Correlation Between Western Asset and Tax Free
Can any of the company-specific risk be diversified away by investing in both Western Asset and Tax Free at the same time? Although using a correlation coefficient on its own may not help to predict future stock returns, this module helps to understand the diversifiable risk of combining Western Asset and Tax Free into the same portfolio, which is an essential part of the fundamental portfolio management process.
By analyzing existing cross correlation between Western Asset Pennsylvania and Tax Free Conservative Income, you can compare the effects of market volatilities on Western Asset and Tax Free and check how they will diversify away market risk if combined in the same portfolio for a given time horizon. You can also utilize pair trading strategies of matching a long position in Western Asset with a short position of Tax Free. Check out your portfolio center. Please also check ongoing floating volatility patterns of Western Asset and Tax Free.
Diversification Opportunities for Western Asset and Tax Free
0.03 | Correlation Coefficient |
Significant diversification
The 3 months correlation between Western and Tax is 0.03. Overlapping area represents the amount of risk that can be diversified away by holding Western Asset Pennsylvania and Tax Free Conservative Income in the same portfolio, assuming nothing else is changed. The correlation between historical prices or returns on Tax Free Conservative and Western Asset is a relative statistical measure of the degree to which these equity instruments tend to move together. The correlation coefficient measures the extent to which returns on Western Asset Pennsylvania are associated (or correlated) with Tax Free. Values of the correlation coefficient range from -1 to +1, where. The correlation of zero (0) is possible when the price movement of Tax Free Conservative has no effect on the direction of Western Asset i.e., Western Asset and Tax Free go up and down completely randomly.

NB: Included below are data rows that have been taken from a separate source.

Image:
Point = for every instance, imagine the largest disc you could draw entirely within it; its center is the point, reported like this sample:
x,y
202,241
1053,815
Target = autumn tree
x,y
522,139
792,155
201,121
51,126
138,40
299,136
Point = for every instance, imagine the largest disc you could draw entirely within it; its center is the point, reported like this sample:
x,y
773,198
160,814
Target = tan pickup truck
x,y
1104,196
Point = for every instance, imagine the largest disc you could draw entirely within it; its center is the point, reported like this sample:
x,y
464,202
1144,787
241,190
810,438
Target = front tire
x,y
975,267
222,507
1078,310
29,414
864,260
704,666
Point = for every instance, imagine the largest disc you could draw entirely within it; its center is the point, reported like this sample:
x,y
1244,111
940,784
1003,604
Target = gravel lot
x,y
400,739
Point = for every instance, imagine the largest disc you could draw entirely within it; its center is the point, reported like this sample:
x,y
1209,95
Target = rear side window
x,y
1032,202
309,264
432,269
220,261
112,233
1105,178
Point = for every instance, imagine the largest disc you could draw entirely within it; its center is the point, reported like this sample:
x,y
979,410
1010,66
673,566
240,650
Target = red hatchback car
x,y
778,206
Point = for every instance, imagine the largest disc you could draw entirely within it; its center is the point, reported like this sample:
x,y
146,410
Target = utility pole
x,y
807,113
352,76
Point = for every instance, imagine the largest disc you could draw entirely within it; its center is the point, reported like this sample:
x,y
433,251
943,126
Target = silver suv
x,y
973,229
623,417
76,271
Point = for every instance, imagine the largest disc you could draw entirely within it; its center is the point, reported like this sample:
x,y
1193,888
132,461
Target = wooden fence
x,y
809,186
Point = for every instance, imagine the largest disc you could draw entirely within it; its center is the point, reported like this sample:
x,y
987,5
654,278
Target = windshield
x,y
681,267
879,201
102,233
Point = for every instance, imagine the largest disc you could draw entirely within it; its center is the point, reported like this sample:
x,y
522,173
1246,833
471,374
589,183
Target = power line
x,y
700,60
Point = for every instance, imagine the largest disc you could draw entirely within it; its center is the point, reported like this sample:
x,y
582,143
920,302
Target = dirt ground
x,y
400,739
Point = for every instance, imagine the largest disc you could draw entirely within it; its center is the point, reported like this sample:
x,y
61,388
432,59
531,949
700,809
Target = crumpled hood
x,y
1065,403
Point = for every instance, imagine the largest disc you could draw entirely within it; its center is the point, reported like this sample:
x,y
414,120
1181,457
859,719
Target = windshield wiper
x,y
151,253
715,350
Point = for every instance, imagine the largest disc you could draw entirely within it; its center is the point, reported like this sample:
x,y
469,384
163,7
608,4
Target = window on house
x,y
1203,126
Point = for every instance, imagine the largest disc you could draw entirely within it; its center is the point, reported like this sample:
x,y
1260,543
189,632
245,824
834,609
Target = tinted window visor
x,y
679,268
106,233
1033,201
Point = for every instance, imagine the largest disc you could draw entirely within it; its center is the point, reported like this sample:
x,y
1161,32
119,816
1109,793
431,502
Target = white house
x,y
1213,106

Pair Corralation between Western Asset and Tax Free
Assuming the 90 days horizon Western Asset Pennsylvania is expected to generate 3.44 times more return on investment than Tax Free. However, Western Asset is 3.44 times more volatile than Tax Free Conservative Income. It trades about 0.1 of its potential returns per unit of risk. Tax Free Conservative Income is currently generating about 0.23 per unit of risk. If you would invest 1,153 in Western Asset Pennsylvania on September 13, 2024 and sell it today you would earn a total of 29.00 from holding Western Asset Pennsylvania or generate 2.52% return on investment over 90 days.
Time Period | 3 Months [change] |
Direction | Moves Together |
Strength | Insignificant |
Accuracy | 99.2% |
Values | Daily Returns |
Western Asset Pennsylvania vs. Tax Free Conservative Income
Performance |
Timeline |
Western Asset Pennsy |
Tax Free Conservative |
Western Asset and Tax Free Volatility Contrast
Predicted Return Density |
Returns |
Pair Trading with Western Asset and Tax Free
The main advantage of trading using opposite Western Asset and Tax Free positions is that it hedges away some unsystematic risk. Because of two separate transactions, even if Western Asset position performs unexpectedly, Tax Free can make up some of the losses. Pair trading also minimizes risk from directional movements in the market. For example, if an entire industry or sector drops because of unexpected headlines, the short position in Tax Free will offset losses from the drop in Tax Free's long position.Western Asset vs. Clearbridge Aggressive Growth | Western Asset vs. Clearbridge Small Cap | Western Asset vs. Qs International Equity | Western Asset vs. Clearbridge Appreciation Fund |
Tax Free vs. Elfun Diversified Fund | Tax Free vs. Wilmington Diversified Income | Tax Free vs. Calvert Conservative Allocation | Tax Free vs. Western Asset Diversified |
Check out your portfolio center.Note that this page's information should be used as a complementary analysis to find the right mix of equity instruments to add to your existing portfolios or create a brand new portfolio. You can also try the Correlation Analysis module to reduce portfolio risk simply by holding instruments which are not perfectly correlated.